Merhaba, geçtiğimiz hafta Kitaba Dair’in misafiri Ertuğrul GÜNAY’dı. Ertuğrul Beyle İletişim Yayınları’ndan çıkan Bir ‘Hürriyet’ Hikayesi kitabı üzerine sohbet ettik.
Mete Kaan Kaynar: Ertuğrul Bey çalışmanızda DP’yi “CHP’nin karşıtı değil, CHP içinde özel girişimci hizbin temsilcisi olarak tanımlıyorsunuz. DP’yi basitçe, “serbest piyasayı savunan CHP” olarak tanımlamak doğru mu? Mehmet Ali Aybar, Zekeriya Sertel gibi isimlerin de partiyi desteklediklerini, partinin ismindeki “demokrat” kelimesinin bile ABD tarzı bir solu ima ettiğini düşünürsek CHP’nin serbest piyasacı versiyonu şeklindeki DP ne kadar doğru olur?

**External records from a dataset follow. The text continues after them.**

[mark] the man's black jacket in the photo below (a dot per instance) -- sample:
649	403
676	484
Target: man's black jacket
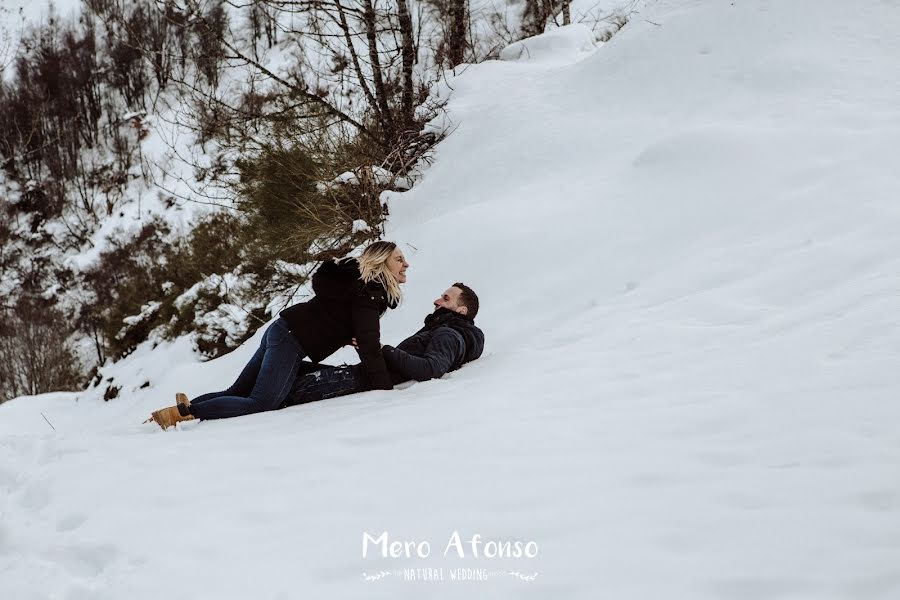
446	342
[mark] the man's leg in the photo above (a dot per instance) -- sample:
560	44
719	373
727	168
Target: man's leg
277	371
327	383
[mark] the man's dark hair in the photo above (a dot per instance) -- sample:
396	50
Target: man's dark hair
468	298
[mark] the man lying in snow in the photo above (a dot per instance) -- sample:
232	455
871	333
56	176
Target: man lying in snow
448	340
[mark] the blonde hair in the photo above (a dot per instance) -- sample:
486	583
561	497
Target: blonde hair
373	267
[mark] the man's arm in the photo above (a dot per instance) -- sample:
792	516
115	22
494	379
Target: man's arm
367	331
445	349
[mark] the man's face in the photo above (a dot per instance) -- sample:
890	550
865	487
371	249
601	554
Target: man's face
450	299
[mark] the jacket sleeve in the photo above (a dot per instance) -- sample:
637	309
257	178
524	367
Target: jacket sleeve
367	331
445	350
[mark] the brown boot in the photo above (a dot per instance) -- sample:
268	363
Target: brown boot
168	417
183	400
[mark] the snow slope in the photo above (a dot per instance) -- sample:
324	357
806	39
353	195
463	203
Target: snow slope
685	246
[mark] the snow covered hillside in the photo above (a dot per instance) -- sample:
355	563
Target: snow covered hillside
685	243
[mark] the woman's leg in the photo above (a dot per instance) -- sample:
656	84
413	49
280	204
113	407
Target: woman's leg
277	370
245	381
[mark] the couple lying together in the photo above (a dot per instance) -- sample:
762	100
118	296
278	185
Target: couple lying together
351	295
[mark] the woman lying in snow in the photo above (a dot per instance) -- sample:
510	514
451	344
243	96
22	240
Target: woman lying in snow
448	340
351	296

Ertuğrul Günay: Tabii, sadece bu sıfatla anlatmak yetmez ama bu deyimle ben şunu söylemeye çalıştım: Birçok temel noktada Demokrat Parti önceki iktidar partisiyle uyumlu. Türkiye’nin temel sorunları, dış politika, iç politikadaki tercihler, 1924 Anayasası’ndan sonraki devlet yönetim mantığı açısından çok büyük farklılıkları yok. Zaten DP’nin kurucusu Celal Bayar, İsmet Paşa kadar kıdemli bir CHP’li. Atatürk’ün son başvekili. “Atatürk’ün iki hizbi” diye bir tabir kullandım galiba. Yani CHP, İsmet Paşa daha devletçi bir gelenek. Celal Bayar da yine devletçi bir gelenek, yine Atatürkçü ama daha özel teşebbüsçü bir çizgiyi temsil ediyor. Ama tabii dünya koşullarının -o partinin ortaya çıktığı dönemdeki dünya koşullarının- etkisi var. II. Dünya Savaşı sonrası Türkiye kapalı rejimden biraz daha açık bir sisteme, Avrupa demokrasilerine dönük bir yol ayrımında. Burada Amerikanvari demokrat yapı ve dünya konjonktürüne uygun bir isim seçimi var. DP’de altını çizmeye çalıştığım şu: CHP’den derin ayrılıkları yok başlangıçta. Tarz ve yönetim açısından bir takım, hatta geriye dönük benzeşmeler de var. Cumhuriyet rejimine karşı ya da Atatürk İlke ve Devrimlerine karşı olan bir siyasi hareket değil. Başlangıçta o tek parti CHP’sinin daha devletçi ve daha seçkinci yapısına göre çok partili sistemde ortaya çıkmış bir muhalefet hareketi olarak; daha özel girişimci ve daha halkçı çizgide. Tabii, daha halkçı bir çizgi olmak ve adının demokrat olması, tek parti karşısında onu Celal Bayar’ın tabiri ile “bir parmak daha sola” kaydırıyor. Bu görüntü Zekeriya Sertel’ler, Mehmet Ali Aybar’lar da dahil, o zaman, Türkiye’nin dünyaya açılmasını, çok partili sisteme doğru yürümesini isteyen daha liberal veya sol çevrelerde ilgi odağı olmasını sağlıyor. Başlangıçta çok büyük ayrımları yok. O yüzden zaten Türkiye yönetiminin hışmına da uğramadan yola devam edebiliyor. Çok büyük farklılıkları olsa 1946’dan 1950’ye varamazdı. Rejim için bir tehlike olarak görünmediği, buna paralel olarak rejimin ana kodlarını kabul ettiği için yeni bir siyasi hareket olarak devam ediyor ve 1950’de de tek partiye son verip iktidara gelebiliyor.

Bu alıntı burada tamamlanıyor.